Background. Cancer drugs are high risk drugs and medication errors in their prescribing, preparation and administration have serious consequences, including death. The importance of a multidisciplinary approach and the benefits of pharmacists' contribution to cancer treatment to minimise risk have been established. However, the impact of services provided by pharmacists to cancer patient care is poorly studied. This study explored the clinical interventions made by pharmacists in dispensing of chemotherapy doses, and evaluated pharmacists' contribution to patient care.
Methods. Pharmacists at the Chemotherapy Preparation Unit at a tertiary cancer centre in London were shadowed by two research pharmacists during the clinical screening of chemotherapy prescriptions and release of prepared drugs. An expert panel of pharmacy staff rated the clinical significance of the recorded interventions.

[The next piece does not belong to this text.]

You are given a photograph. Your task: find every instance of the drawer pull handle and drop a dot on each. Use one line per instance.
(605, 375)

Results. Twenty-one pharmacists' interventions were recorded during the screening or releasing of 130 prescriptions or drugs. "Drug and therapy" (38%), "clerical" (22%) and "dose, frequency and duration" (19%) related problems most often required an intervention, identifying areas in chemotherapy prescribing that need improvement. The proposed recommendations were implemented in 86% of the cases. Many recorded interventions (48%) were ranked to have had a "very significant" influence on patient care.
Conclusion. Clinical interventions made by pharmacists had a significant impact on patient care. The integration of pharmacists' technical and clinical roles into dispensing of chemotherapy doses is required for providing high-quality cancer services.